Na programação da atividade que reúne mais de 2 mil mulheres em Brasília, o coletivo lançou a campanha com o objetivo de promover o enfrentamento às violências que afligem as populações LGBT+ nos territórios. 

A iniciativa busca conscientizar a base social do movimento sobre diversidade sexual e de gênero, o combate à violência e a integração da pauta LGBT+ nas lutas contra o agronegócio, nas pautas de reforma agrária, nos enfrentamentos ao hidro e mineronegócio e nas organizações camponesas que compõem a Via Campesina.

Para Maria Santos de Jesus, do Movimento de Pequenos Agricultores (MPA) e representante do Coletivo de Diversidade da Via Campesina, essa construção é histórica. “Historicamente, nós construímos nossas lutas, e a nossa bandeira de luta é mais do que identitária. Não estamos nas lutas nos organizando apenas para nos reconhecer, mas sim para a criação de ações efetivas contra as violências que afetam as populações LGBTI+ do campo, das águas, das florestas e das cidades.”

Maria Santos de Jesus, do MPA | Kawane Cândia

Para o Coletivo de Diversidade da Via Campesina ,a luta por soberania nos territórios é a afirmação do direito dos povos de decidirem sobre suas próprias vidas, modos de viver, de plantar, de amar e de resistir.

“O movimento camponês, as mulheres camponesas, se propõem a construir a revolução, a organizar as mulheres do campo. Portanto, a população LGBTI+ também é parte dessa luta revolucionária — contra o machismo, contra o patriarcado, contra o racismo. Nós existimos e, assim como o lema deste encontro, existimos porque lutamos”, completa.

De acordo com Valcilene Lobato, militante do Movimento de Mulheres Camponesas (MMC) do Espírito Santo, é preciso avançar na luta pelos direitos da população LGBT+ nos territórios. “Vivemos  em uma sociedade patriarcal e LGBTfóbica, e nós, enquanto movimentos sociais, se não olharmos para essas violências, para esses padrões que a sociedade nos impõe, corremos o risco de reproduzi-los também dentro dos nossos movimentos.”

A campanha Basta de violência contra LGBTI+ do campo, das águas e das florestas contará com ações nos territórios e espaços de formação dos movimentos, além da produção de materiais educativos, como cartazes, cartilhas e ações conjuntas e coletivas de acolhimento e debate.

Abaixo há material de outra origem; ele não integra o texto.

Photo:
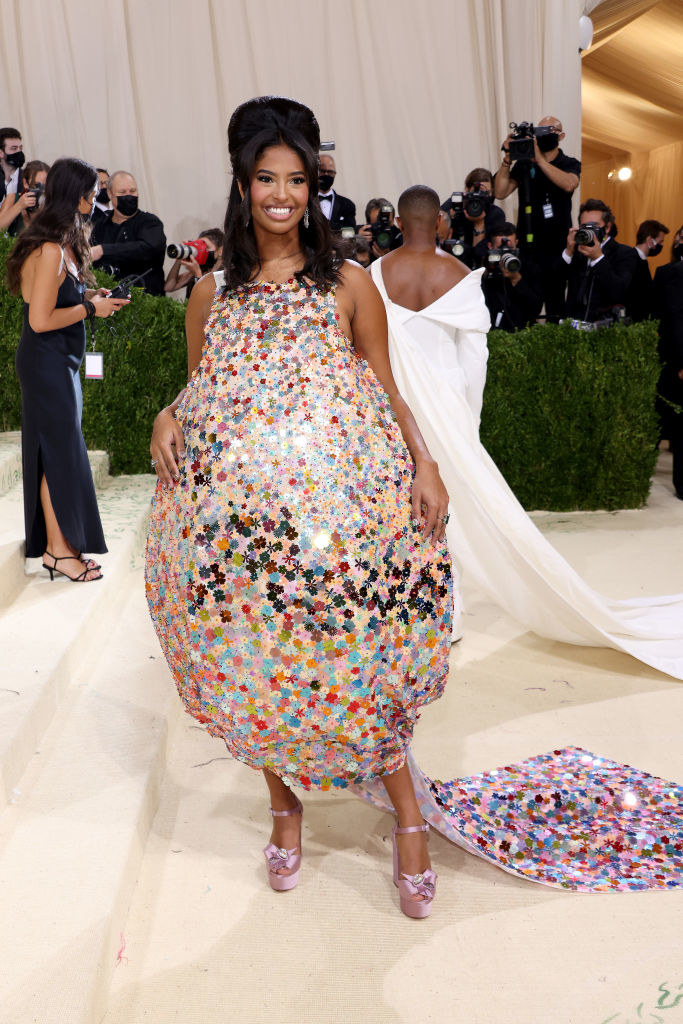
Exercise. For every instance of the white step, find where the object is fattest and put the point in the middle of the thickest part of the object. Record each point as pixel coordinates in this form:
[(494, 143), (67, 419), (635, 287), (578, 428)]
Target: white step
[(72, 843), (13, 566), (51, 629)]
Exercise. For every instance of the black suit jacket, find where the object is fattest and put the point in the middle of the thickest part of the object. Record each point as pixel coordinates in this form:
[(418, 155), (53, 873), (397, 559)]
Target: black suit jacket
[(343, 213), (668, 307), (136, 246), (639, 299), (593, 291)]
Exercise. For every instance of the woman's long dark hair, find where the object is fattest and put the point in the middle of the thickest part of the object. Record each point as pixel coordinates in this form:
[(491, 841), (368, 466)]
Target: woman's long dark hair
[(255, 126), (57, 220)]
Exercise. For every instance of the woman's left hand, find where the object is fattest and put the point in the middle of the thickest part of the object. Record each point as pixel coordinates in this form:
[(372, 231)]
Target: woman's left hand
[(430, 501)]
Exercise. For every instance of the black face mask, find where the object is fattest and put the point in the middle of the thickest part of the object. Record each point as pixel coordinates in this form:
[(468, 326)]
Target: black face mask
[(127, 205), (15, 159), (548, 142)]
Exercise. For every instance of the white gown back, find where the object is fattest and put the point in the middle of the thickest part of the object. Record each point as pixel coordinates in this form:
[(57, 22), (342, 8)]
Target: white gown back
[(438, 358)]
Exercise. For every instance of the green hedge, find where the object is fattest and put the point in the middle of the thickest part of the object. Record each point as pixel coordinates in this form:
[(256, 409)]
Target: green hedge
[(568, 417)]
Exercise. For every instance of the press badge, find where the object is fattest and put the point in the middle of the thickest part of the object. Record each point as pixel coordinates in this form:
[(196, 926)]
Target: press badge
[(94, 366)]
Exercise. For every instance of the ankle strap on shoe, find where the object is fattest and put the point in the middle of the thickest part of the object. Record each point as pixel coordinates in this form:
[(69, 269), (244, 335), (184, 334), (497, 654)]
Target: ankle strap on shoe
[(293, 810), (403, 832)]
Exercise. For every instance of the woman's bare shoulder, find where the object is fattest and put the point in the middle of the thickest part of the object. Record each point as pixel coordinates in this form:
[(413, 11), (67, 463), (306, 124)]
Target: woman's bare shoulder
[(355, 281), (49, 254), (453, 269), (199, 303)]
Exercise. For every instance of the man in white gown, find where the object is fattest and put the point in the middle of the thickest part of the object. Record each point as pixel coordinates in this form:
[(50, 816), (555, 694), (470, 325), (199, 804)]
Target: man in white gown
[(437, 327)]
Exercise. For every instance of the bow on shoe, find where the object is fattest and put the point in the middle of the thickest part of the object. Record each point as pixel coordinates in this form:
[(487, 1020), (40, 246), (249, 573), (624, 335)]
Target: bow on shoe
[(420, 885), (278, 857)]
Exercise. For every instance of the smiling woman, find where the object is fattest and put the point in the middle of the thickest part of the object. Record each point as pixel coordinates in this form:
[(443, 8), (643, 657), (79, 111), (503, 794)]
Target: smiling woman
[(296, 568)]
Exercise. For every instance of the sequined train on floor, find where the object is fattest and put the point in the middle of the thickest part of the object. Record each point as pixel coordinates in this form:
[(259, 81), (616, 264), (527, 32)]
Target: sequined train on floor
[(567, 818)]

O Coletivo de Diversidade da Via Campesina reforçou, durante a atividade, que a transformação dos territórios passa também pela transformação das relações. A Via Campesina é uma organização internacional que contribui no alinhamento de um conjunto de lutas com camponesas, trabalhadores agrícolas, mulheres rurais e comunidades indígenas e negras da Ásia, África, América e Europa.

“Vivemos numa sociedade machista, capitalista, patriarcal e racista, que constrói a violência contra pessoas LGBTI+ e o conservadorismo de padrão e de família na sociedade. Nós dizemos sim para quem somos e não nos escondemos. Participamos sempre das atividades políticas nos campos, nas águas e nas florestas e ocupamos os espaços de luta”, completa Valcilene Lobato, militante do MMC.

O 2º Congresso do MMC iniciou nesta segunda-feira (13) e encerrou as atividades nesta quarta (15) com um ato político na Esplanada dos Ministérios em Brasília.

*Mayra Souza é integrante da direção nacional do Movimento pela Soberania Popular na Mineração (MAM) e coletivo LGBTI + da Via Campesina.